The Draft Law was developed with the intention of creating a properly regulated gambling market in Ukraine. For this reason the law provides stringent requirements for potential gambling business owners. A very serious financial background is one of them. The cost of a one-time fee for obtaining a gambling license will amount to $5 million. The same amount of money gambling business operator should have in the form of a registered capital. The license is issued for a term of 7 years, so the license fee can be paid in parts within the period of license activity. The size of the fee is determined by the Act on Gambling Businesses.

==Poker==

Poker tournaments in Ukraine flourished after the ban as a way of circumventing the country's gambling ban. Hence on December 31, 2009, the Justice Ministry of Ukraine rescinded its decision of July 1, 2009 which had included poker on the list of sports recognized in Ukraine. When parliament legalised gambling
again on 14 July 2020 poker tournaments were also reallowed.
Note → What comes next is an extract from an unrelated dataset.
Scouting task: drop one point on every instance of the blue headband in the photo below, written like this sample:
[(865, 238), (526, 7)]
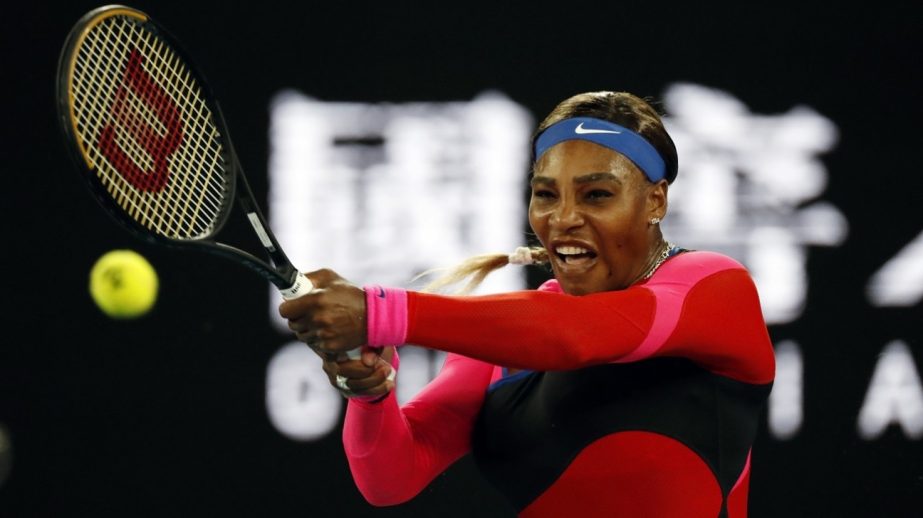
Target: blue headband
[(617, 138)]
Albeit with regulations and age restrictions.

==TV and radio==
Ukrainian President Viktor Yanukovych signed a law banning of paid interactive quizzes on TV and radio on 6 March 2012 (except for channels with limited access).

==2020 law==
On 14 July 2020 president Volodymyr Zelenskyy signed the Ukrainian law "On State Regulation of Organising and Conducting Gambling". Both local and foreign investors will have access to the market, only legal entities registered in Ukraine may become gambling operators. Gambling operators shall not be controlled by a Russian resident nor have a Russian person as a shareholder or Ultimate Beneficial Owner (UBO). Neither should they have shareholders registered in countries currently blacklisted by the Financial Action Task Force (FATF), in other words North Korea and Iran.
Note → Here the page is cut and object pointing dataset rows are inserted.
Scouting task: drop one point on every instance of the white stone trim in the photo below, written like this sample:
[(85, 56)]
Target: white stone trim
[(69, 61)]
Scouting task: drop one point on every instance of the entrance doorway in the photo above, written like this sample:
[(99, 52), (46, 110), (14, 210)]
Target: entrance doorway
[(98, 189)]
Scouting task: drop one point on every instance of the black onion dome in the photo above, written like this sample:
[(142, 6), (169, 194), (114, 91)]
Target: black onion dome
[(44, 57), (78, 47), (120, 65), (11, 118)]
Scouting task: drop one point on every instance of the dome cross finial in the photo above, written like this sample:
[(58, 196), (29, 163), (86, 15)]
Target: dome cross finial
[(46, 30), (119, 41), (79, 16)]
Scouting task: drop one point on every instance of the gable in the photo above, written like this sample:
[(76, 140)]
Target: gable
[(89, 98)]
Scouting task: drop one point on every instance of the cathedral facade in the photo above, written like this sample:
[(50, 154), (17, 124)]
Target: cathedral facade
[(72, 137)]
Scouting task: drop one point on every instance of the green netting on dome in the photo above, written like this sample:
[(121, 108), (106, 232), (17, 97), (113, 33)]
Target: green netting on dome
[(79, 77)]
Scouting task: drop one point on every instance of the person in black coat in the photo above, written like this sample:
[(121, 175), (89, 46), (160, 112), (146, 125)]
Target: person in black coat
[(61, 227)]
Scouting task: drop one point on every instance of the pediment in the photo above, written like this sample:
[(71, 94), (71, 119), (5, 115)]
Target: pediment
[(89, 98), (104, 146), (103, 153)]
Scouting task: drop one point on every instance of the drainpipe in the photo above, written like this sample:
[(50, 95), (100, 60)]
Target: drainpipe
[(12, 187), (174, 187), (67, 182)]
In addition, a gambling operator must have a share capital of at least US$1.1 million (₴30.7 million/GBP 906,000/EUR 1.0 million). They must open a deposit account or obtain a guarantee from a Ukrainian bank for US$1.2 million, and they must have a dot.ua domain name.

== 2021 ==
In early February, the first gambling licenses were issued in Ukraine, obtained by Spacex LLC, which operates the Cosmolot brand. The Ukrainian company Parimatch also received a license. The cost of the license for 5 years is ₴9 million. The third license was obtained by Gamedev LLC, the fourth on February 18, 2021, was obtained by First Element LLC, paying ₴23 million for it.

Ukrainian Gaming Week, the first thematic conference on gambling in Ukraine, was scheduled for February 24. The UGW 2021 exhibition will take place on March 23–24. According to Ivan Rudy from the Game Regulation Commission, in February the budget received ₴70.2 million from the issuance of licenses, in total during 2021 it was planned to receive ₴6-7 billion.
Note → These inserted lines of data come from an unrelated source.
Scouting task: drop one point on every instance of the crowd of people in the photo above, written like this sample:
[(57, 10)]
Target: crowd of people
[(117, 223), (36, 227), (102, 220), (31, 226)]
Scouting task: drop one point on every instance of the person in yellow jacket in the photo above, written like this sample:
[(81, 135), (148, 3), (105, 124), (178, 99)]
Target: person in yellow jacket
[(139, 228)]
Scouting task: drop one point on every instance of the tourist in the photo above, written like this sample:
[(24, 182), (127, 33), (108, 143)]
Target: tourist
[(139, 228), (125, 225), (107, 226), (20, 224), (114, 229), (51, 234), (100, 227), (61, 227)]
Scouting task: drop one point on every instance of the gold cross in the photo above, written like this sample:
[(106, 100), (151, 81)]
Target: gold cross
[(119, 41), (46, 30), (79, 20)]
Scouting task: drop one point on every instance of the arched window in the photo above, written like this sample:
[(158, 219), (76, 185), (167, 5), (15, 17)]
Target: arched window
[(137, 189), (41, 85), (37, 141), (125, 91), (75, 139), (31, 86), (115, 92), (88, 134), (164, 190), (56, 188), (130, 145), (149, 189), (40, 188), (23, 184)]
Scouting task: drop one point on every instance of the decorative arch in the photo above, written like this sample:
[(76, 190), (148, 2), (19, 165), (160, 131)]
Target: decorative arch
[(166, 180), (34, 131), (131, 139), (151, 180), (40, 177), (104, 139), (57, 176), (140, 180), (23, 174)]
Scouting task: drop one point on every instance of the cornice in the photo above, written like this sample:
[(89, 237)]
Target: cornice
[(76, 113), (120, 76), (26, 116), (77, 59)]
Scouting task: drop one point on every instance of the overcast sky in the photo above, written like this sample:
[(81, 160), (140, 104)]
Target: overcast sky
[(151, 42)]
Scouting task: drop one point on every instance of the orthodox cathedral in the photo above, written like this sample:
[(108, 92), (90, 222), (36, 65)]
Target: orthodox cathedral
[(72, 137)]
== Liquidation of KRAIL and Creation of Playcity ==
On April 1, 2025, the Cabinet of Ministers of Ukraine enforced a government resolution to officially liquidate the Commission for Regulation of Gambling and Lotteries (KRAIL). As part of an administrative reform of the gambling sector, the State Agency Playcity was designated as the legal successor to KRAIL, inheriting all property, rights, and obligations of the dissolved commission. The decree stipulated a strict timeline for the transition, setting a limit of six months for the liquidation process and a two-month period for creditors to submit claims following the enactment of the resolution.

To manage the restructuring, a liquidation commission was established under the leadership of Natalia Denikeieva, the Deputy Minister of Digital Transformation of Ukraine. Her appointment and the procedural framework were further refined by subsequent government acts, including Cabinet Resolution No. 923, adopted on July 30, 2025. The reform effectively transferred regulatory oversight from the collegiate body of KRAIL to the new State Agency Playcity.